0

When I run my domain through the SSL Test by Qualys, its main issue is an apparent second SSL certificate that is installed for this domain. However, I've looked through every config I could think of and cannot seem to make a guess why this second certificate is sent.

I'm using nginx (just updated to 1.16.1) on Debian 10 buster, all my certificates are provided by Let's Encrypt through certbot.

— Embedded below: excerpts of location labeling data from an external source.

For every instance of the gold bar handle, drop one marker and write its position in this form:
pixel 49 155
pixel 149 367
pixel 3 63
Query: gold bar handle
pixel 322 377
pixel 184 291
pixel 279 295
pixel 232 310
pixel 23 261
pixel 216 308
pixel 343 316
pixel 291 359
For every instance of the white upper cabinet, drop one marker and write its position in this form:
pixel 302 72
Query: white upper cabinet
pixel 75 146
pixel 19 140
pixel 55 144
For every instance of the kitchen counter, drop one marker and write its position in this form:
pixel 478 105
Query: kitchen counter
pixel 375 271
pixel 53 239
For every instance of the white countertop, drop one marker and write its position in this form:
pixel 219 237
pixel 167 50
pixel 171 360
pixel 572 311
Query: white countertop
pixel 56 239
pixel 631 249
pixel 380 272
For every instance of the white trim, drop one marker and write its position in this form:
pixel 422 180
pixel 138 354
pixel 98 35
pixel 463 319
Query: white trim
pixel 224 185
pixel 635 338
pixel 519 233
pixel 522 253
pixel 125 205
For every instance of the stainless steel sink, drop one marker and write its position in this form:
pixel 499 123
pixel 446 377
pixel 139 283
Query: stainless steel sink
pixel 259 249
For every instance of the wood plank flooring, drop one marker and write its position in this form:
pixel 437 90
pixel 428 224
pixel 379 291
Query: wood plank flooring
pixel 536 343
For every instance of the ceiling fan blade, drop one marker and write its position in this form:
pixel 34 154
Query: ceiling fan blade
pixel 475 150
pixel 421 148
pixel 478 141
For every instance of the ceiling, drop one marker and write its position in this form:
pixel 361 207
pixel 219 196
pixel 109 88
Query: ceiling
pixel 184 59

The domain in question is med.mydomain.de, which reports both a certificate for this domain (which is marked as trusted), as well as a second certificate which is issued to the domain app.mydomain.de (which is marked as untrusted).

When I check the domain app.mydomain.de itself through the SSL tester, it only shows one SSL certificate.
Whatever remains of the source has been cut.